I was searching about how to develop embedding model for openai embedding api.
And then, I got this documentations.
- (JAN 25, 2022) Introducing text and code embeddings
- (DEC 15, 2022) New and improved embedding model
The first document had a paper, so I read it, but the second document didn’t have a paper.
Is the model(text-embedding-ada-002)'s training objective the same as “text-similarity-davinci-001”?
Can you please guide me on which documentation I should refer to?
Hi there z2ao and welcome to the community.
I’m probably not answering your real question but just couldn’t stop myself from mentioning that you don’t train the embedding model. You use it to get vectors for text searches and such.
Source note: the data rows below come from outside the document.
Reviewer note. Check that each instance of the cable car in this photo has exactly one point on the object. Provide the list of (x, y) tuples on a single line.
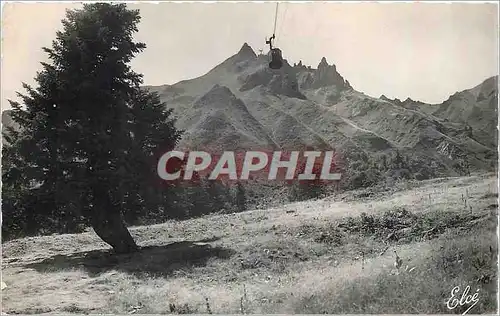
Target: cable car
[(276, 61)]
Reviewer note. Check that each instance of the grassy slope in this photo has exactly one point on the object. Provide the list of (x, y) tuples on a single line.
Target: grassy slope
[(300, 258)]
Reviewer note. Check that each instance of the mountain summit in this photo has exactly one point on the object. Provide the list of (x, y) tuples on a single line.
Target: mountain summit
[(241, 103)]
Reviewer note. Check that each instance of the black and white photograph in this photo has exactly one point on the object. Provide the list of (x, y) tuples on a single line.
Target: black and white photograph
[(249, 157)]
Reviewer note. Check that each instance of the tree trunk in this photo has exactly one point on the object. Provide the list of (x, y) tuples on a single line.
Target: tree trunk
[(108, 224)]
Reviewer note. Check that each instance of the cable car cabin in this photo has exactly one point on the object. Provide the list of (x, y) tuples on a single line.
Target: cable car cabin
[(276, 61)]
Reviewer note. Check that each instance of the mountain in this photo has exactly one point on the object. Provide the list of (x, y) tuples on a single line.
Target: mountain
[(242, 104)]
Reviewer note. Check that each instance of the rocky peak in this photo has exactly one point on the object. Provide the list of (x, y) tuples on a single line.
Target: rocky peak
[(246, 51), (325, 76)]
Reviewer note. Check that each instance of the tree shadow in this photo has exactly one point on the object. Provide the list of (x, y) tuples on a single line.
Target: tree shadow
[(148, 261)]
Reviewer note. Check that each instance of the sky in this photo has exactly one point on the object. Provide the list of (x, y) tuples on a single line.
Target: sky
[(425, 51)]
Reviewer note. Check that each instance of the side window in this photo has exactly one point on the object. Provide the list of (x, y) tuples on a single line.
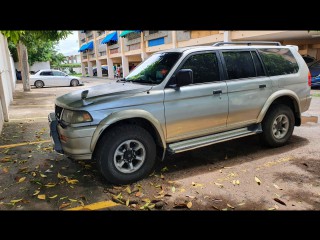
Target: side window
[(204, 66), (279, 61), (48, 73), (239, 64), (58, 73), (258, 64)]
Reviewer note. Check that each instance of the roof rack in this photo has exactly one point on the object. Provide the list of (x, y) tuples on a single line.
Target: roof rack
[(247, 43)]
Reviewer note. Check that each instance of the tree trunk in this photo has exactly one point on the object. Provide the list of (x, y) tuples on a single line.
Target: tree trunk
[(23, 60)]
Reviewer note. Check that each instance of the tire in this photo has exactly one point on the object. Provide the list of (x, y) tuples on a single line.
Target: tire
[(277, 125), (74, 83), (39, 84), (117, 146)]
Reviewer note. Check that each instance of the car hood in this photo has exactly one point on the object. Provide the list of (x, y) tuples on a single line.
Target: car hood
[(105, 92)]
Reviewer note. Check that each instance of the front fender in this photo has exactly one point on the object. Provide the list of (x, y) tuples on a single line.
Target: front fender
[(126, 114), (274, 96)]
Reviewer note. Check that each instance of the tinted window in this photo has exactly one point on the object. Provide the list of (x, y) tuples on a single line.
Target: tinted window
[(258, 64), (46, 73), (279, 61), (239, 64), (204, 66), (58, 73)]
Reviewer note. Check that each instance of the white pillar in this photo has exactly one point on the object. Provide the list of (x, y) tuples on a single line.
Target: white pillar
[(110, 65), (83, 69), (99, 70), (227, 36), (124, 59), (174, 39), (90, 69), (144, 55)]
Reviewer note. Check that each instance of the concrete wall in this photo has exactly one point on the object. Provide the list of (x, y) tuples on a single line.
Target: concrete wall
[(36, 66)]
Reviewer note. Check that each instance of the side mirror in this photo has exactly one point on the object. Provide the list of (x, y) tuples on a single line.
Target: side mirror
[(184, 77)]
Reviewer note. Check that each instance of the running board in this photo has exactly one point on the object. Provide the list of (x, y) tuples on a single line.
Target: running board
[(212, 139)]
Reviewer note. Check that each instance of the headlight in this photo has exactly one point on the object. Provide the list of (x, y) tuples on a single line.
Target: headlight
[(76, 116)]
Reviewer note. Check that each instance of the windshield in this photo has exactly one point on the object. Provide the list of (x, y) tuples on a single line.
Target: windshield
[(154, 69)]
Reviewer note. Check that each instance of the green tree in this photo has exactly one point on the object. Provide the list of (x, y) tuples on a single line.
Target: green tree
[(35, 40)]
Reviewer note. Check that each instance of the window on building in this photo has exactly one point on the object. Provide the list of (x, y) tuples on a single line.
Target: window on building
[(46, 73), (153, 31), (239, 64), (204, 67), (279, 61), (133, 35)]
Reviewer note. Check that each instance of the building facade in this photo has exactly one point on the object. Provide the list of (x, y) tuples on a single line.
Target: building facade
[(126, 49)]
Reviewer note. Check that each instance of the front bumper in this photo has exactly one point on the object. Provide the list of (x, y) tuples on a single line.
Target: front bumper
[(73, 142)]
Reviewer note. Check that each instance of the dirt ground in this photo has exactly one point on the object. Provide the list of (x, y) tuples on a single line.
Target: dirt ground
[(236, 175)]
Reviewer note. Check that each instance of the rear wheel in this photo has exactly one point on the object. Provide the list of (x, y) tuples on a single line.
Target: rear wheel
[(74, 82), (39, 84), (126, 154), (278, 125)]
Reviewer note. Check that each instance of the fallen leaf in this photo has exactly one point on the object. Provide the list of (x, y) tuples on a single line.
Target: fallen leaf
[(64, 205), (60, 176), (189, 196), (280, 201), (277, 187), (219, 185), (230, 206), (196, 184), (42, 196), (16, 201), (257, 180), (36, 192), (50, 185), (22, 179), (42, 175), (128, 190)]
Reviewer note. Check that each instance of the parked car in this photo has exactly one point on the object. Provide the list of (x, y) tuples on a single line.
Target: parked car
[(315, 69), (308, 59), (104, 70), (182, 99), (315, 82), (50, 78)]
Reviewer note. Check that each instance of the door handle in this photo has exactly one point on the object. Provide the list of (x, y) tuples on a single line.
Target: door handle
[(219, 91)]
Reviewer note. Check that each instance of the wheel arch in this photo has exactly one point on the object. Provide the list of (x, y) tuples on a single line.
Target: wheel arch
[(286, 97), (138, 117)]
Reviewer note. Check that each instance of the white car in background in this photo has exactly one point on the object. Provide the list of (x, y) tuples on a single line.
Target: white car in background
[(53, 78)]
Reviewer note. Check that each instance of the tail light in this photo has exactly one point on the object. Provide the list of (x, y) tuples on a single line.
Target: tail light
[(309, 79)]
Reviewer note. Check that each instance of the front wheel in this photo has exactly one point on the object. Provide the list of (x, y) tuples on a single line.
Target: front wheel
[(126, 154), (278, 125)]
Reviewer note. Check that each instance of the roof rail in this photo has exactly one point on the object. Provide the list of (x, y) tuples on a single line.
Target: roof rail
[(249, 43)]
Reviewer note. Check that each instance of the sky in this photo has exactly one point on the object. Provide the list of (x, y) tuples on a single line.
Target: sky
[(70, 45)]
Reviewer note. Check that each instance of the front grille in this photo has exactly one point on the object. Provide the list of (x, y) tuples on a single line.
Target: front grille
[(58, 111)]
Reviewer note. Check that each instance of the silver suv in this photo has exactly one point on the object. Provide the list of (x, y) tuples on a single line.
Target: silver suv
[(182, 99)]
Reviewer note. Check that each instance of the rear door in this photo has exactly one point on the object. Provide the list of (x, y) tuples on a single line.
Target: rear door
[(248, 86), (200, 108), (47, 78)]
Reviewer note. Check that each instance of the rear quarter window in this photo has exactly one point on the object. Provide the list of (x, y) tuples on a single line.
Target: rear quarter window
[(279, 61)]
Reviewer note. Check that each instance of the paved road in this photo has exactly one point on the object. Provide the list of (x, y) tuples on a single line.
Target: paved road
[(240, 174)]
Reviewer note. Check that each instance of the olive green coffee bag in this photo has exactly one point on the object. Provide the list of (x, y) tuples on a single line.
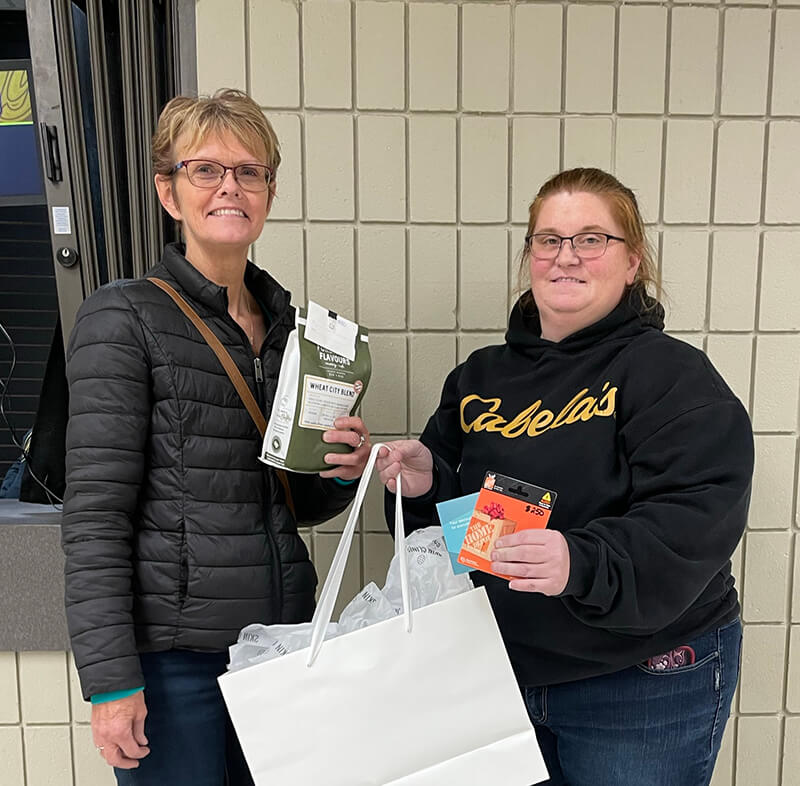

So you would send a document to the embedding model and it would return a list of vectors that represent that text back to you to store in a DB and use to search against at a later time. For example, I’ve got a lot of PDF files that I want to use to help answer questions. I split them up into 200 word “chunks” and send the chunks to the embedding model, get the vectors back and save them in the DB. Then later when someone asks a question I send the question to the embedding model, get the vectors, do a vector search in the DB and append the answer to the next request to GPT4 endpoint and that give me an answer.
So you don’t really train the embedding endpoint but just use it to get vectors. I’m sure someone will come along and answer your real question though.
Good luck with your project.
Welcome to the forum!
The correct documentation is here OpenAI Platform
I don’t know if the objectives were the same, my guess is the newer model is faster and useful for more applications.